I'm flat out of time. Otherwise, I could talk to you about this for 10 days.

CALLAN: At least.

BANFIELD: Paul, thank you.

By the way, if Jodi Arias is convicted in this case, she could become the fourth woman on Arizona's death row.

(COMMERCIAL BREAK)

BANFIELD: As we speak there is a 6-year-old boy being held hostage in an underground bunker in Alabama. The man holding him hostage, clearly deranged. The stand-off with the police is active. Authorities desperately trying to free the child. Police say it started violently yesterday when a gunman boarded the bus and in front of the kids shot and killed the bus driver who tried to save this child. The boy is OK but needs medication. That's compounding worries.

Martin Savidge is following the story.

Martin, this is so unbelievable. Where do things stand now?

MARTIN SAVIDGE, CNN CORRESPONDENT: It's heartbreaking, Ashleigh. It is now in the hands of the FBI. They took the lead in the investigation overnight. They are experts at dealing with hostage negotiations. That is what's happening now.

You pointed out that this man identified as 67-year-old Jimmy Lee Dikes.
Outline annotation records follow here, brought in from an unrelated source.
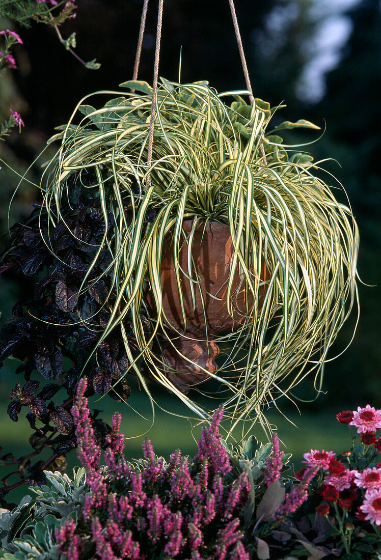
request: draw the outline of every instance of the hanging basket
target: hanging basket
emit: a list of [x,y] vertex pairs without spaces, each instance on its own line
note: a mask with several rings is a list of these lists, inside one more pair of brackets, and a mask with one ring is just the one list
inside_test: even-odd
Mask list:
[[[61,147],[41,185],[51,232],[64,222],[65,208],[99,197],[109,260],[101,277],[92,278],[100,250],[88,277],[93,284],[107,279],[109,318],[93,352],[119,329],[128,372],[148,393],[146,377],[203,416],[184,394],[195,385],[207,391],[199,382],[214,378],[227,410],[258,412],[266,399],[321,372],[356,294],[358,233],[350,211],[316,176],[312,158],[295,147],[287,152],[275,134],[318,127],[299,121],[274,128],[274,110],[259,99],[247,103],[248,91],[219,95],[207,82],[165,80],[154,94],[152,120],[151,87],[121,87],[132,91],[94,94],[95,105],[114,96],[100,109],[87,99],[78,105],[56,137]],[[89,172],[95,180],[85,184]],[[91,329],[91,318],[83,325]],[[202,359],[185,339],[202,341]]]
Neighbors say he has a history of causing altercations in the neighborhood. In fact, even using and firing a gun at people. He's supposedly in this homemade bunker and is communicating with authorities. Normally, we hear of communication over a telephone or bull horn. This is happening over a PVC pipe that leads into the bunker where the man is with the 6-year-old boy. They have been able to ascertain that the boy is all right. Presumably, they are doing it by looking down the pipe or hearing the boy.

There are affiliates at CNN reporting the boy needs medication. That's been delivered. So positive signs that we are hearing. But, of course, the horror of the young boy being taken on a school bus where a bus driver is shot dead, other children fleeing for their lives. Many people in that part of the state are praying for the boy's release.
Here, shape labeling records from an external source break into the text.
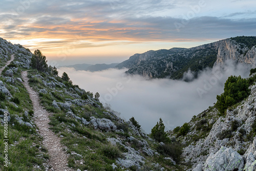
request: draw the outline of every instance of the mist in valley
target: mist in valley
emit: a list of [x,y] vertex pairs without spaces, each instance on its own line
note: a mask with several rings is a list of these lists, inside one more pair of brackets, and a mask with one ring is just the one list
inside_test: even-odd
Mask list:
[[124,74],[126,70],[111,69],[91,72],[72,68],[58,69],[59,75],[66,72],[74,84],[94,94],[98,92],[100,101],[120,112],[121,118],[128,120],[134,117],[147,133],[160,118],[166,131],[189,122],[194,115],[214,105],[229,76],[246,78],[249,75],[247,67],[231,61],[221,67],[205,69],[196,78],[188,71],[183,80],[190,82],[127,75]]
BANFIELD: Is this random? Does this little boy know the man or did he just steal a child?

SAVIDGE: We don't know specifically at this point. It appears he was known in the neighborhood. Some say he had mental problems. Whether or not he was targeting this bus or that child we don't know.

He went on board, supposedly asked for two children. The bus driver protested. He grabbed a child and shot the bus driver four times, killing him.

BANFIELD: Marty, keep your eyes on this and update us as things change. Unbelievable.

We'll keep on top of the story as well. We'll bring you updates as soon as CNN gets them.

We'll take a quick break and be right back.

(COMMERCIAL BREAK)

BANFIELD: The Senate seat vacated by John Kerry has a new occupant -- at least for now anyway. Massachusetts Governor Duval Patrick is naming William Cowan, Kerry's former chief of staff, to take that post and serve until a special election in June. Senator Kerry, who was confirmed as the next secretary of state, officially submitted his resignation last night. I have more now on allegations we have been reporting on during the program that Baltimore Ravens Linebacker, Ray Lewis, has been using performance-enhancing substances that were banned by the National Football League. Mr. Lewis spoke out about the allegations a short time ago in New Orleans where he's getting ready to play Sunday's Super Bowl. Have a listen.

(BEGIN VIDEO CLIP)

RAY LEWIS, BALTIMORE RAVENS LINEBACKER: I think honestly -- I'm going to say it very clearly again. I think it is probably one of the most embarrassing things that we can do on this type of oh stage. When you let cowards come in and do things like that, to try to disturb something, I have said it before. I said a million times. The reason I'm smiling is because it's so funny of a story. I have never, ever took whatever he said I was supposed to do.

(END VIDEO CLIP)

BANFIELD: This was an allegation made by "Sports Illustrated" involving a substance derived from deer antlers. Mr. Lewis denies using any kind of performance-enhancing drugs. First reported by "Sports Illustrated." CNN not yet able to confirm that report. Independently, we are bringing it to you because Ray Lewis has addressed the allegation two times.

Thank you for watching this very busy edition of NEWSROOM.

NEWSROOM INTERNATIONAL with Suzanne Malveaux starts now.